Aug. 22nd, 2005

cellio: (sca)
At Pennsic I attended the vigil of Duncan Blackwater, who was elevated to the order of the Laurel (peerage for arts and sciences) for falconry. A vigil, at least in AEthelmearc, is a party surrounding opportunities for the candidate to speak with order members (and other people) privately. When I spoke with him he had one question for me: how do you evaluate candidates whose areas of work are so different from your own? That's a fair question, especially coming from someone being elevated for an obscure area. It's not a new question for me; I'm a music Laurel who doesn't necessarily grok embroidery, armor, and Elizabethan clothing, for instance. But I hadn't tried to articulate an answer before.

In order to become a Laurel you (generally) have to focus on a small number of areas. (Sometimes that number is one.) But once you're in the order, I think you have an obligation to broaden your scope, partly because you're now in a position to evaluate other candidates and partly because random members of the populace will come to you for help with all sorts of questions. Yes, in vigils I tell people that the correct response to "I have a question about [some art you know nothing about]" is to press your Laurel medallion to your forehead, concentrate, and then say "go ask $EXPERT", but that's only half true. Of course I should send people to the experts for most questions, but I also ought to be able to provide broad entry-level clues, too. I got the award for music, but the newcomer from another group just sees the medallion; it doesn't say "music" on it. If someone asks me how links in chainmail are held together, or which fabric colors could be produced by natural dyes, or whether counted cross-stitch is period, I ought to be able to give him something to start with.

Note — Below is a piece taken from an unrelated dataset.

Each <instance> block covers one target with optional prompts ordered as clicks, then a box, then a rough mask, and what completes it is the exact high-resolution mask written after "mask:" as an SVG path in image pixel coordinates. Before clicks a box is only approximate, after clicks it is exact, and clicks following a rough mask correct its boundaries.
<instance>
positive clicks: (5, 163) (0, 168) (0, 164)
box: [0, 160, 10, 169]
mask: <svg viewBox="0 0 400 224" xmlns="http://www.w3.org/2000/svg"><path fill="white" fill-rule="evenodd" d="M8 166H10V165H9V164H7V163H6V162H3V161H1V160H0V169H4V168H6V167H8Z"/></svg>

(I write this fully aware that one of my readers recently asked me for documentation help that I haven't yet provided. I haven't forgotten you.)

So what does this mean? It means we need to learn at least a little bit about a lot of things. That's fine with me; I want to learn a little bit about a lot of things anyway (and a great deal about fewer things), so that fits my natural inclination. I think it fits the natural inclinations of many people in the order, and I don't think that's a coincidence.

How do you do it? You take classes. You read (not a hardship for most of us :-) ). You look at stuff in exhibits. You talk with people who are working in areas you don't know and you ask them to tell you about their work. People love to talk about their work. You can usually tell which ones have done their research, which ones are guessing and could use help, and which ones are BSing. I've learned a lot about miscellaneous arts in one-on-one conversations with people who didn't set out to teach me. It's pretty nifty.

And I think Laurels have an obligation to teach each other, too. When someone in the order tells me that so-and-so is doing Laurel-level work, I ask that person to tell me why. What makes that armor, beer, tablet-weaving, clothing, or jewelry well-crafted? What are the key sources in that art and is the candidate using them? What research, experimentation, and innovation is the person doing, and on what foundation is that work based? Why is this work Laurel-level?

I try to teach other members of the order about music. They teach me about other things. Our candidates teach us a lot, perhaps without knowing it. We all learn a little in the process, and if learning isn't the reason we're here, then what is?

cellio: (mars)
A random observation while leaving Pennsic: many drivers appear not to understand the basic etiquette of simultaneous left turns. Suppose you're at a four-way intersection (sans signal) trying to make a left turn, and the guy on the cross street to your left is also trying to make a left turn. If you let him go first, he will block oncoming traffic for you and you can slip your turn in behind his; meanwhile you are blocking oncoming traffic from his right in your lane so that he only has to worry about that oncoming traffic coming toward you. You both win. If, instead, you rush through the intersection ahead of him, you get your turn and he's out of luck because of the traffic behind you. Why don't more drivers understand this? It took me more than five minutes to make the left turn out of Cooper's Lake onto Rt. 422 (a 55-mile-per-hour road) during which time three drivers screwed this up.

Amazon is now starting to sell short electronic texts (2-10k words) for order of 50 cents a pop (though I can't now find that price info on their site, so I don't remember why I know this). It's called Amazon shorts. I gather that they're mainly targeting established authors (short stories? essays?), but it sounds like they'll consider anyone. I find myself wondering if there is a class of content that I could provide that people would pay fractions of dollars for. (I don't know how much of that 50 cents the author gets, mind.) It's probably not worth the hassle for a new author unless you're working toward a book and want to build some buzz, but even so I find the idea interesting. (I probably got this link from [livejournal.com profile] tangerinpenguin.)

St. Augustine on intelligent design (from [livejournal.com profile] siderea).

Rob at Unspace has an interesting entry on faith that rings true for me. "So, I live sort of an inverse of Pascal's famous wager. But if I am wrong, and there is no God, I won't have many regrets. My life has been better because I believe in Him."